Was treibt eine Zahnpasta-Tube namens Blinki nachts im Badezimmer, wenn alle schlafen? Eine lustige Geschichte voller Abenteuer und Geheimnisse.
Leo gähnte herzhaft. Seine Zähne fühlten sich blitzeblank und glatt an.
Er hatte sie gerade mit seiner Lieblingszahnpasta geschrubbt – der mit dem leckeren Erdbeergeschmack.
Die Tube hieß Blinki und hatte lustige rote Streifen.
Papa zog ihm die Decke bis unters Kinn. „Schlaf gut, mein kleiner Zahnputzheld.“
„Nacht, Papa“, murmelte Leo und kuschelte sich in sein Kissen.
Das Licht im Flur klickte aus. Im Haus wurde es still.
Nur das leise Ticken der Uhr war zu hören und Papas Schritte, die sich entfernten.

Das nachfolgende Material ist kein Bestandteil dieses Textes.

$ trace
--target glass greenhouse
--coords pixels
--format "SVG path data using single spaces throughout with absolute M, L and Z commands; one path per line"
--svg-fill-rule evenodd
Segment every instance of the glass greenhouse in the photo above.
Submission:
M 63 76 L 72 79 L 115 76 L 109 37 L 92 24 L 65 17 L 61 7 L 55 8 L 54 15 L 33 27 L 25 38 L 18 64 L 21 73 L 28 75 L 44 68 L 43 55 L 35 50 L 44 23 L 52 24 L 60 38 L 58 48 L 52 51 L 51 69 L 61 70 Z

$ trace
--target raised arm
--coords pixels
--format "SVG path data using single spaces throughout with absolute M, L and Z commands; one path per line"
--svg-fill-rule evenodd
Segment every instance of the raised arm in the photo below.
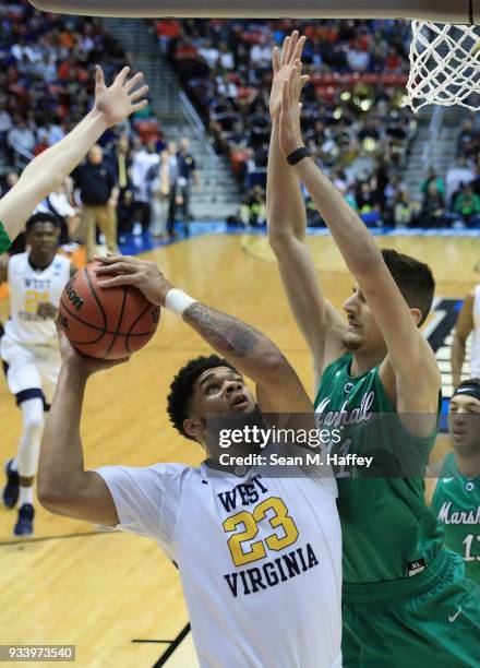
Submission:
M 257 387 L 261 408 L 271 413 L 311 413 L 310 402 L 297 373 L 269 338 L 251 325 L 212 309 L 176 290 L 154 262 L 137 258 L 98 258 L 99 286 L 133 285 L 153 303 L 182 315 L 202 338 Z M 118 274 L 103 279 L 104 274 Z M 168 296 L 168 297 L 167 297 Z M 177 302 L 182 308 L 177 307 Z
M 0 285 L 7 281 L 9 275 L 9 255 L 3 253 L 0 255 Z
M 285 156 L 303 146 L 300 93 L 301 73 L 297 63 L 284 84 L 279 143 Z M 381 368 L 382 381 L 398 411 L 436 414 L 441 378 L 435 356 L 418 330 L 373 237 L 311 158 L 301 159 L 292 169 L 325 219 L 380 327 L 388 350 Z
M 41 439 L 38 500 L 52 513 L 115 526 L 119 518 L 107 485 L 85 470 L 80 421 L 89 375 L 121 362 L 80 355 L 62 332 L 60 350 L 62 368 Z
M 281 55 L 277 47 L 273 51 L 273 128 L 266 205 L 268 241 L 277 258 L 291 312 L 313 356 L 316 390 L 324 367 L 345 351 L 341 344 L 345 320 L 322 293 L 307 246 L 307 215 L 300 181 L 278 144 L 284 81 L 290 75 L 293 62 L 300 58 L 304 41 L 304 37 L 298 39 L 296 31 L 286 37 Z
M 473 330 L 473 302 L 475 290 L 468 293 L 464 306 L 458 313 L 457 324 L 455 325 L 454 343 L 452 346 L 452 373 L 454 387 L 461 380 L 461 368 L 465 361 L 465 346 L 470 332 Z
M 92 111 L 60 142 L 33 159 L 15 186 L 0 200 L 0 222 L 11 241 L 21 232 L 33 210 L 61 184 L 107 128 L 147 104 L 142 98 L 148 86 L 143 85 L 132 92 L 143 74 L 128 80 L 129 72 L 130 68 L 123 68 L 107 88 L 101 69 L 97 65 Z M 7 240 L 0 239 L 0 252 L 7 248 Z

Im Badezimmer, neben Leos bunter Zahnbürste, rührte sich etwas.
Ein kleiner roter Streifen auf der Zahnpasta-Tube zuckte.
Dann noch einer.
Langsam, ganz langsam, reckte sich die kleine Tube namens Blinki.
Sie spähte nach links, dann nach rechts.
Die Luft war rein!
Endlich! Die Zeit der schlafenden Zähne war gekommen – Blinkis Lieblingszeit!
„Juhu!“, flüsterte Blinki leise vor sich hin, was klang wie ein winziges Luftbläschen, das platzt.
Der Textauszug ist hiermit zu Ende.